AAR consumer: what works on non-Android hosts
| Android library type | Non-Android host behaviour |
|---|---|
| Pure Kotlin (no Android APIs) | Full compatibility. |
| Kotlin + Room (SQLite) | Works if SQLite is on the host; Room's Android annotations are ignored. |
| Kotlin + Retrofit | Works (pure JVM HTTP). |
| Kotlin + Ktor client | Works. |
| Kotlin + WorkManager | WorkManager requires Android scheduler; functions are stubs. |
| Kotlin + Jetpack Compose | Compose requires Android rendering; not usable. |
| Kotlin + Coroutines | Works (coroutines are pure Kotlin). |
Android-target Mochi (Phase 14)
When the Mochi build target is Android (mochi build --target=android-arm64), the bridge uses the AAR's full classes.jar plus the Android stubs JAR (from the Android SDK) to compile the native image. The native image is compiled with the Android-specific GraalVM variant and packaged as a .so in the final APK. This path is Phase 14 of the delivery plan and is out of scope for Phase 0-13.
[kotlin-dependencies] with AAR sources
The bridge auto-detects AARs by checking the Maven POM's packaging element (<packaging>aar</packaging>) before fetching. If the POM declares AAR packaging, the bridge fetches the .aar file instead of the .jar file and proceeds with the unpack-and-extract path.
The user does not need to know whether an artifact is a JAR or AAR; the [kotlin-dependencies] entry is the same either way:
[kotlin-dependencies]
"androidx.room:room-runtime" = "2.6.1" # AAR, auto-detected
"com.squareup.retrofit2:retrofit" = "2.11.0" # JAR, auto-detected
Gradle Module Metadata (GMM) and variant selection
Modern Maven Central artifacts ship with a .module file (Gradle Module Metadata 1.1 schema) that describes multiple artifact variants (JVM, Android, JS, Native, etc.) with their capabilities and attributes.
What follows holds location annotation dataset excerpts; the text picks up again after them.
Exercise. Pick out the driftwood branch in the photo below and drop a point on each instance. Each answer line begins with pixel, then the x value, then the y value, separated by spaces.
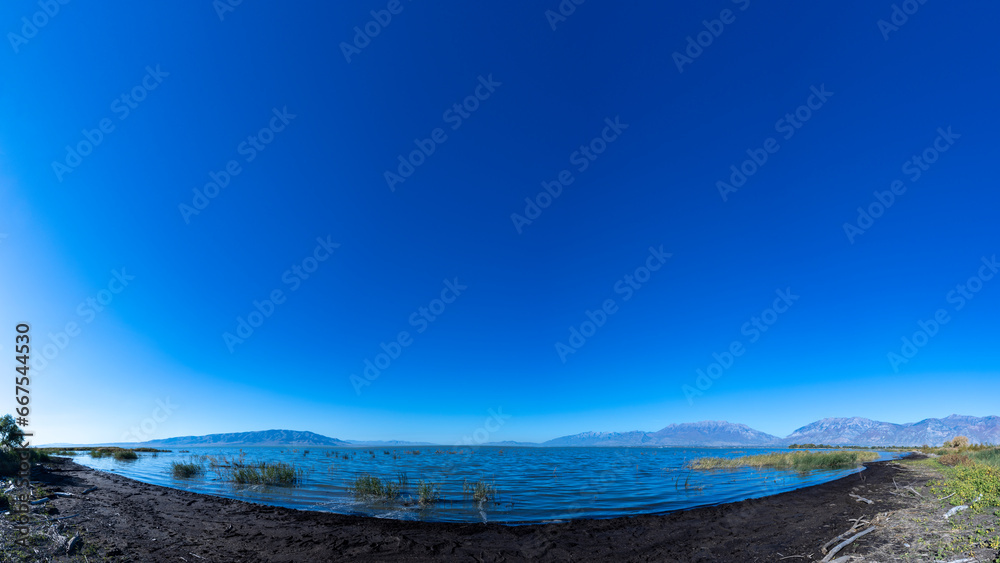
pixel 853 529
pixel 955 511
pixel 846 543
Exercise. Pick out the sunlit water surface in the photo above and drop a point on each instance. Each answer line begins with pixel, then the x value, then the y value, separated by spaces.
pixel 535 484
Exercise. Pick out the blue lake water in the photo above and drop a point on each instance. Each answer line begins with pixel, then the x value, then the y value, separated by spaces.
pixel 534 484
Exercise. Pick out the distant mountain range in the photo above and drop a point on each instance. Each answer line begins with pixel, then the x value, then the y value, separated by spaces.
pixel 833 431
pixel 930 431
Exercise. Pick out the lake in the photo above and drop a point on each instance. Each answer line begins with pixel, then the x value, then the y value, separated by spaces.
pixel 534 484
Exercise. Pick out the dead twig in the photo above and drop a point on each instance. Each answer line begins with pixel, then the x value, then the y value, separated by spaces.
pixel 846 543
The bridge reads the .module file if present to select the correct JVM variant:
- Prefer the variant with
org.gradle.usage = "java-api"andorg.jetbrains.kotlin.platform.type = "jvm". - Fall back to the variant with
org.gradle.usage = "java-api"and no Kotlin platform attribute (Java-only library). - If no
.modulefile exists, use the plain<artifact>-<version>.jardirectly.
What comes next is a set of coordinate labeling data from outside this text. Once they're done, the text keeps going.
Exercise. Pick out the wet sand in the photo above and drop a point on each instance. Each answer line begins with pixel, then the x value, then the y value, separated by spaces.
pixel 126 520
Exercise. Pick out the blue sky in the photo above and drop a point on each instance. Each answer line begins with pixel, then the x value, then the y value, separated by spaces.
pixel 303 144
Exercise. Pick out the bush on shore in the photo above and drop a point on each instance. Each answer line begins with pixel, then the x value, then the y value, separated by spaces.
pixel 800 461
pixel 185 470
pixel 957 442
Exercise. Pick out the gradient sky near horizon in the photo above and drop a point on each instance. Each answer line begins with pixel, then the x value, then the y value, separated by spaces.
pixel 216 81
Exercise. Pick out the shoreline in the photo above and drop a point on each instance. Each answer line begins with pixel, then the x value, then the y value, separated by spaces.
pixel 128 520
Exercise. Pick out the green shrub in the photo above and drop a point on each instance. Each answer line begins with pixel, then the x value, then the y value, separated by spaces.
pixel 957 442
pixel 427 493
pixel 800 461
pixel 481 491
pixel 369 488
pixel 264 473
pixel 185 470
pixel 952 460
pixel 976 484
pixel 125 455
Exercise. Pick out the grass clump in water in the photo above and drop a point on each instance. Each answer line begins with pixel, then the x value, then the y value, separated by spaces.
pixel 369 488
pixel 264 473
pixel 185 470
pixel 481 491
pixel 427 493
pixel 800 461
Variant selection respects the classifier key in [kotlin-dependencies] if set: a classifier = "jdk8" entry overrides the variant selection and fetches the classified JAR directly.
Cross-references
- 02-design-philosophy §Decision-2 for why Kotlin/Native is out of scope for MEP-70.
- 04-kotlin-metadata-ingest for the class-file parsing pipeline that processes
classes.jarfrom AARs identically to plain JARs. - MEP-70 §3 for the formal scope boundary.
- MEP-70 §10 for Phase 14 (Android AAR full target).